Guidance

Ten things that people promoting tax avoidance schemes will not always tell you

Updated 27 April 2023

A promoter of tax avoidance looks to profit from selling and marketing tax avoidance schemes. They could be an individual, company or partnership. Here, we use the term ‘promoters’ to include enablers and anyone else involved in the supply of tax avoidance schemes, which often includes umbrella companies.

Promoters will make false claims that their tax avoidance schemes mean you can get higher take-home pay, lower tax bills and less paperwork. Instead, they tend to cost time, money and stress. Everyone is responsible under UK law for paying the correct amount of tax. You’re responsible even if you have appointed someone else to deal with your tax affairs and are given bad advice.

Here is what you need to know that a promoter will not tell you:

1. Most tax avoidance schemes do not work

A promoter may tell you your tax avoidance scheme is legitimate. But it might not give you the benefits promised, and you could end up paying interest and penalties on the tax you owe.

It is up to you to manage your tax affairs and pay the correct amount of Income Tax and National Insurance contributions. If you use such a scheme, you may receive an unexpected tax bill for any unpaid tax owed, late payment interest, and even a penalty.

2. It could cost you more than you expected

Avoidance schemes are complex and can give rise to more tax and other charges. This means you could end up owing HMRC more money than just the tax you tried to avoid. It could also be a lengthy process, costing you time and stress.

3. You pay a higher fee or margin for using an avoidance scheme

The promoter may deduct a high fee or margin from your earnings for using their services. This is likely to be much higher than fees for legitimate umbrella companies. The average fee that a non-compliant umbrella company deducts is around 15% to 22%. Fees you pay to the promoter do not count as tax paid and are rarely recovered by scheme users.

If the scheme is challenged by HMRC, you’re likely to have to pay fees for tax and legal advice. Your promoter may ask you to pay into a ‘fighting fund’. This fund is money collected by the promoter to pay legal fees when the case is taken to court.

5. Your scheme is never HMRC approved

HMRC does not approve tax avoidance schemes.
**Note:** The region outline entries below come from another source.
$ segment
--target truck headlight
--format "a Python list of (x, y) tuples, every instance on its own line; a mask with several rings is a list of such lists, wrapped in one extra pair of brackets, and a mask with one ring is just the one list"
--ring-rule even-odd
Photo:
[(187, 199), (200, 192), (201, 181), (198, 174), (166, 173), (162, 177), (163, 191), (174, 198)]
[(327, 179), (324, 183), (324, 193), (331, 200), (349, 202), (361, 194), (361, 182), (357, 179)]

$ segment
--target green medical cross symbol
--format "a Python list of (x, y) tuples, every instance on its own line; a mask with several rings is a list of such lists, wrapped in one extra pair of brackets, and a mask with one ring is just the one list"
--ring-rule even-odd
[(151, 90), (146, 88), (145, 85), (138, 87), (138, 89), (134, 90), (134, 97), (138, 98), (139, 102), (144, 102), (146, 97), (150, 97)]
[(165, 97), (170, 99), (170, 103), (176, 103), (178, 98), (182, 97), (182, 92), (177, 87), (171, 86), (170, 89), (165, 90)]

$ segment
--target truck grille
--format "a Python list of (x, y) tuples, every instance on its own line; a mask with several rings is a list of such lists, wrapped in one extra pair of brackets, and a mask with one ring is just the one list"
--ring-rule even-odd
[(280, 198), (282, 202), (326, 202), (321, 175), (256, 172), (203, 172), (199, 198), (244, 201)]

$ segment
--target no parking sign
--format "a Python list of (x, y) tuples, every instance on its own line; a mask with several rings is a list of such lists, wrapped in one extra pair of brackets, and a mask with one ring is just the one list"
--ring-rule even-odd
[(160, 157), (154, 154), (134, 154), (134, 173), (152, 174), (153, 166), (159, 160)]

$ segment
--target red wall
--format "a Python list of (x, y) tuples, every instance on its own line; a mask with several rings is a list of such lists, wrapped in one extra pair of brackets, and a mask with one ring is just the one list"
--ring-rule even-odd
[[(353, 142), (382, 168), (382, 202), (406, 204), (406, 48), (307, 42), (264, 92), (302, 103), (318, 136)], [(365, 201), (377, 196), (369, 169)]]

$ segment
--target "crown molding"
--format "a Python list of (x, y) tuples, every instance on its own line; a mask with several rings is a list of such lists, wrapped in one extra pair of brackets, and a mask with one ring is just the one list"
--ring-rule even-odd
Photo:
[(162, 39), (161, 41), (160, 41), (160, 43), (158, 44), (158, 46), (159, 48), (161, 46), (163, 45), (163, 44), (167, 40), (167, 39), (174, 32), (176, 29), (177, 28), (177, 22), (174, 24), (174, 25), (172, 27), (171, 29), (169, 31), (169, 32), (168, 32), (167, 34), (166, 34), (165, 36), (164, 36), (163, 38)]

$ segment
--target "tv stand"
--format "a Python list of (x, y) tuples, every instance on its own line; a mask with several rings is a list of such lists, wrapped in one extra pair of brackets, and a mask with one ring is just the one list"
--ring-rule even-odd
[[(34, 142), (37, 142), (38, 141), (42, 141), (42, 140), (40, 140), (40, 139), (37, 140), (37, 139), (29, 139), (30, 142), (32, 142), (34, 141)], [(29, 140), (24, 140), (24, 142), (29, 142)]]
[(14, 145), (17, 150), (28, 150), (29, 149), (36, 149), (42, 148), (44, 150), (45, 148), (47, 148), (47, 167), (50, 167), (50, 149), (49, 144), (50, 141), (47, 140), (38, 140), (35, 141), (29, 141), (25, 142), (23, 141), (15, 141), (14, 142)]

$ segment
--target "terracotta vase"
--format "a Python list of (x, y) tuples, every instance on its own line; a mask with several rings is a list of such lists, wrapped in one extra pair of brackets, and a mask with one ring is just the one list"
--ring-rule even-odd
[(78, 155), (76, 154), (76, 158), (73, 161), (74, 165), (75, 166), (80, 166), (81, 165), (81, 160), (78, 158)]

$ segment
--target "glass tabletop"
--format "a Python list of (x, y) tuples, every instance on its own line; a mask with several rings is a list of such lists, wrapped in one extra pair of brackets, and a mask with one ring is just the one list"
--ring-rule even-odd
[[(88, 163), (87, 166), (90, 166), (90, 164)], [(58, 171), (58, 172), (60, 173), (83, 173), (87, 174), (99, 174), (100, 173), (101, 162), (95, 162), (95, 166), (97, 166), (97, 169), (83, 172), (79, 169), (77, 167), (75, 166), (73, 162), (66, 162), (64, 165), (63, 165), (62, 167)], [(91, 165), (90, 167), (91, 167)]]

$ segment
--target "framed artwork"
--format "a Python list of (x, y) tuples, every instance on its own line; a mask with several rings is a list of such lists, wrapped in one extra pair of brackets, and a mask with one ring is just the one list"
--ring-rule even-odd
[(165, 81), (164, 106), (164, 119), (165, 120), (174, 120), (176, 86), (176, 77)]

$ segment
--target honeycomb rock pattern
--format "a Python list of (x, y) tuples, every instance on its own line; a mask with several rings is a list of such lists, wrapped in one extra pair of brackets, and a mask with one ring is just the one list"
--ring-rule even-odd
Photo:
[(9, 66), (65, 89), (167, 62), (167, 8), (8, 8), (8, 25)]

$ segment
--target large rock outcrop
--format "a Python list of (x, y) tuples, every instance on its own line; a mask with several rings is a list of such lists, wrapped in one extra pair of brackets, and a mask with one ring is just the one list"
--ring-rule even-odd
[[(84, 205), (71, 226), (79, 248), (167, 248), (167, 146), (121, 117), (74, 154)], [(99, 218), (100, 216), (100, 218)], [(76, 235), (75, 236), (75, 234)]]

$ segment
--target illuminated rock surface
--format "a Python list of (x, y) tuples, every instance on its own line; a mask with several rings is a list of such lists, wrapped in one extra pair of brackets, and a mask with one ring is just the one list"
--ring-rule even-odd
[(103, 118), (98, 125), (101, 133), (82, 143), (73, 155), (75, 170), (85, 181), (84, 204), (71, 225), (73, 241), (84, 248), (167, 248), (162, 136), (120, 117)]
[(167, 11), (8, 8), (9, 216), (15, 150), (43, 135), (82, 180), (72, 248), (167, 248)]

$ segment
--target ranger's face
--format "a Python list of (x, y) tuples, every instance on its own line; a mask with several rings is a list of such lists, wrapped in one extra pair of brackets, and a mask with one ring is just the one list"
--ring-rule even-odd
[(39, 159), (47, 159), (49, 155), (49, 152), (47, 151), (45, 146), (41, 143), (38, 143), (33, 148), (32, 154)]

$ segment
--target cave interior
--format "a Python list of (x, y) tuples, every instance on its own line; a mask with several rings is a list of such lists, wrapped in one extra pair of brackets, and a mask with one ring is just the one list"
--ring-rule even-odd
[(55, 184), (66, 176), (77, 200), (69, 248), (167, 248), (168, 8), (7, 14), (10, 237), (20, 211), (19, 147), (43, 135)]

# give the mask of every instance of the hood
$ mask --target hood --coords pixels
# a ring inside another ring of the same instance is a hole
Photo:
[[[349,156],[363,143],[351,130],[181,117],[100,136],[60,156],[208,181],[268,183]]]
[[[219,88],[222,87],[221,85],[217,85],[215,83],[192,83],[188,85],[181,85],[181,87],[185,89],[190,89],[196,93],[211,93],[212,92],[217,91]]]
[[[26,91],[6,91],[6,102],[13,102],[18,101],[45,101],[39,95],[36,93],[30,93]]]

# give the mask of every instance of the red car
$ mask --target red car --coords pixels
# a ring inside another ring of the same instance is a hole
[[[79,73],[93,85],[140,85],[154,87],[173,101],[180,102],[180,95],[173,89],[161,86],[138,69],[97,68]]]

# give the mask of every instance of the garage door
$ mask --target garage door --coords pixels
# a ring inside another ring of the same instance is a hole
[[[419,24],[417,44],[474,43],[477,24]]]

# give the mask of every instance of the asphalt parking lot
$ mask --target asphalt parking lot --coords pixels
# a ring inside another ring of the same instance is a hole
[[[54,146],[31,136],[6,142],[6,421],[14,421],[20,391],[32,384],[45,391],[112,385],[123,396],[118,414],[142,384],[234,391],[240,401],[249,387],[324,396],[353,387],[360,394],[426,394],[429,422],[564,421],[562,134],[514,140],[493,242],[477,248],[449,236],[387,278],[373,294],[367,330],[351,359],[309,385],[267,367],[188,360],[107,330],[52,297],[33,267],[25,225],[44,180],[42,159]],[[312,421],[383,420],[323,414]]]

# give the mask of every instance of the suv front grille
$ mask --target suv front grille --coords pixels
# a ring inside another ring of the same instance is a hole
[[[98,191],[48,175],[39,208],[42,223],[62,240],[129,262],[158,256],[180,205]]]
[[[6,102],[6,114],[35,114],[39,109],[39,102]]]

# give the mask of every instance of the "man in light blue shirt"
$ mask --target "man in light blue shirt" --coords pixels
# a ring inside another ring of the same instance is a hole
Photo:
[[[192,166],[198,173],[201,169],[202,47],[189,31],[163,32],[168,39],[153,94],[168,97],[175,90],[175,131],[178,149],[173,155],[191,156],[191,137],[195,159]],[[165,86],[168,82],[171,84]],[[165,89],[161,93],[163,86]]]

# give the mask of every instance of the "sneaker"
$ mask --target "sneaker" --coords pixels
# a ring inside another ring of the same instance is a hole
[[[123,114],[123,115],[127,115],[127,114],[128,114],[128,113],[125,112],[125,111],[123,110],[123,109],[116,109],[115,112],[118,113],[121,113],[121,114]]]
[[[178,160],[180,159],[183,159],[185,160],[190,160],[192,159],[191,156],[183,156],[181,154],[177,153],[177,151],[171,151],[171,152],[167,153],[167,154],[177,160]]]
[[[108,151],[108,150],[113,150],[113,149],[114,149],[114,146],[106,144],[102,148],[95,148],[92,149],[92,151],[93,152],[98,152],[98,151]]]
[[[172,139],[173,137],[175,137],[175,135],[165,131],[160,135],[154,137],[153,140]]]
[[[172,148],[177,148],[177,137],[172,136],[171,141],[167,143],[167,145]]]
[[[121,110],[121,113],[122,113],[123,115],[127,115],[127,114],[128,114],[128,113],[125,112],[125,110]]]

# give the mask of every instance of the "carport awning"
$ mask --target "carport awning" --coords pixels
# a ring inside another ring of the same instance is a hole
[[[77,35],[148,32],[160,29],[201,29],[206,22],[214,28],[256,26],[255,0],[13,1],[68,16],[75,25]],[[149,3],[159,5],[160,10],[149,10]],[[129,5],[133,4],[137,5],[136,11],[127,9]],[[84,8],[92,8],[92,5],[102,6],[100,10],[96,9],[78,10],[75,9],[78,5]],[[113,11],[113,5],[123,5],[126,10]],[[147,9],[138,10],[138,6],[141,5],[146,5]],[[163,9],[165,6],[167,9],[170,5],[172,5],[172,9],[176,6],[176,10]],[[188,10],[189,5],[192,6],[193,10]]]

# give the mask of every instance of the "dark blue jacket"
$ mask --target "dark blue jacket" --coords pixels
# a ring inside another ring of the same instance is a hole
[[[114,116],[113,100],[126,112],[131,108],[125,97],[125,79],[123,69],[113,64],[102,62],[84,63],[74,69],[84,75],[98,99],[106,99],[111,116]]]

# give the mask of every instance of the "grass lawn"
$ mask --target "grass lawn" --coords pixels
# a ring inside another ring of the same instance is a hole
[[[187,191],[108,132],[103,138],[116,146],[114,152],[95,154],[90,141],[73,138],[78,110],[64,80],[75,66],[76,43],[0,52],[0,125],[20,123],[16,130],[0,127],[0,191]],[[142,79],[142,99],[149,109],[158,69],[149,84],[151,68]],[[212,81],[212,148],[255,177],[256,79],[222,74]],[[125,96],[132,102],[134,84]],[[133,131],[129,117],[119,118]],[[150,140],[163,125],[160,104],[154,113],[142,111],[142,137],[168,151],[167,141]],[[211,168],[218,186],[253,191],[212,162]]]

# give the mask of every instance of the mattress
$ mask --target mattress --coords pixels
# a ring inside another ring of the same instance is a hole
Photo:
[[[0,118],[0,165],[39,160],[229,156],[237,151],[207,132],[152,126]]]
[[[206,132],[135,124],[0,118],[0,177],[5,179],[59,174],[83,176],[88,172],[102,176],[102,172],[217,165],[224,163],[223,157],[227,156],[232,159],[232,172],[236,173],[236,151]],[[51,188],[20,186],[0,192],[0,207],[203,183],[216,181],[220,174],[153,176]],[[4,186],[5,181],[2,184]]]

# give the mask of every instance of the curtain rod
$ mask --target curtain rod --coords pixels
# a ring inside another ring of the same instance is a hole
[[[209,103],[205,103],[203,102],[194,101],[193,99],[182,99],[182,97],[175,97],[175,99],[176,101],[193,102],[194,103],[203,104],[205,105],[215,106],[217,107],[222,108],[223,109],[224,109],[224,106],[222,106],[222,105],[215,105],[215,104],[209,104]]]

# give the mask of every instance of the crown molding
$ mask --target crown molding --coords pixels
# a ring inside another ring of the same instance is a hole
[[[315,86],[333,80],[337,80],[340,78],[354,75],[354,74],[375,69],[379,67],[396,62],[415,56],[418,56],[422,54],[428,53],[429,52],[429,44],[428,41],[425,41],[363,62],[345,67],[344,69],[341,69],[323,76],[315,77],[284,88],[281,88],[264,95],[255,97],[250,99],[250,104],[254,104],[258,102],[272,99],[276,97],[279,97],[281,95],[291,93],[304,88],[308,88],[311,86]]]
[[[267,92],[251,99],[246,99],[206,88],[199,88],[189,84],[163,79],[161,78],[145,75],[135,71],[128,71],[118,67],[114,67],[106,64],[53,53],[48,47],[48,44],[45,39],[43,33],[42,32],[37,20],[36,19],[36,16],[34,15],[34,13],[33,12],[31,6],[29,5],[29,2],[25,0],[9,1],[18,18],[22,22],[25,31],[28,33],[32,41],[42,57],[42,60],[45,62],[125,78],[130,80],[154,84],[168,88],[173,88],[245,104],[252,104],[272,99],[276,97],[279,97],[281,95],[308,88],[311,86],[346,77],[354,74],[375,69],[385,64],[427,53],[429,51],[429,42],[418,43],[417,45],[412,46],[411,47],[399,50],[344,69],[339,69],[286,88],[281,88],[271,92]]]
If a promoter tells you your scheme is HMRC approved — it is not. Getting an avoidance scheme reference number from us does not mean we approve or have cleared the scheme, or that the scheme works. HMRC issue these numbers, either:

  • after a scheme is disclosed to us
  • when we reasonably suspect a scheme should have been disclosed to us because it is designed to avoid tax

HMRC is challenging these schemes.

6. You could be identified as a higher-risk taxpayer

Use of an avoidance scheme could mark you out as a higher-risk or serial tax avoider. This could lead to penalties, closer scrutiny of your tax affairs, and you could be prevented from making use of certain tax reliefs.

7. HMRC is likely to defeat your scheme in court

HMRC win or partially win around 90% of avoidance cases taken to court, with many more taxpayers settling before their case gets this far. This means all the tax is due, and you could be liable for interest and potentially penalties. These amounts would be on top of the fees you have paid to the promoter and any legal costs you have incurred.

8. The risk is often all your own

A promoter cannot give you a guarantee that a scheme will work. They probably will not be around to support you once HMRC starts investigating your tax affairs. Some promoters set up simply to sell the avoidance scheme and then disappear, leaving you at risk.

9. You may have to pay the tax up front anyway

You may be issued with an accelerated payment notice, requiring you to pay the disputed tax up front.

10. Your promoter may sell your outstanding loan to a third party

Entering into a tax avoidance scheme can potentially leave you financially worse off. You may be contacted about repaying a loan that you received as part of a disguised remuneration scheme, even if you did not expect to. In most cases, the request for repayment is because the original provider of the loan has sold the outstanding loans to a third party. Check ‘Repaying a disguised remuneration loan to a third party’ for further information.

Further information

HMRC publishes information about known tax avoidance schemes and about the people involved in the supply and marketing of them. If your umbrella company or avoidance scheme is on this list, you should contact HMRC to get help.

This is not a complete list of all tax avoidance schemes currently being marketed. Neither is it a complete list of all promoters, enablers and suppliers.

HMRC publishes Spotlights about different tax avoidance schemes on GOV.UK that warn people of what they should look out for. Spotlight 60 specifically warns about non-compliant umbrella companies and what to look out for.

Tax avoidance — don’t get caught out is an HMRC awareness campaign to help you spot whether you are at risk of being involved in tax avoidance and has advice on how to leave an avoidance scheme.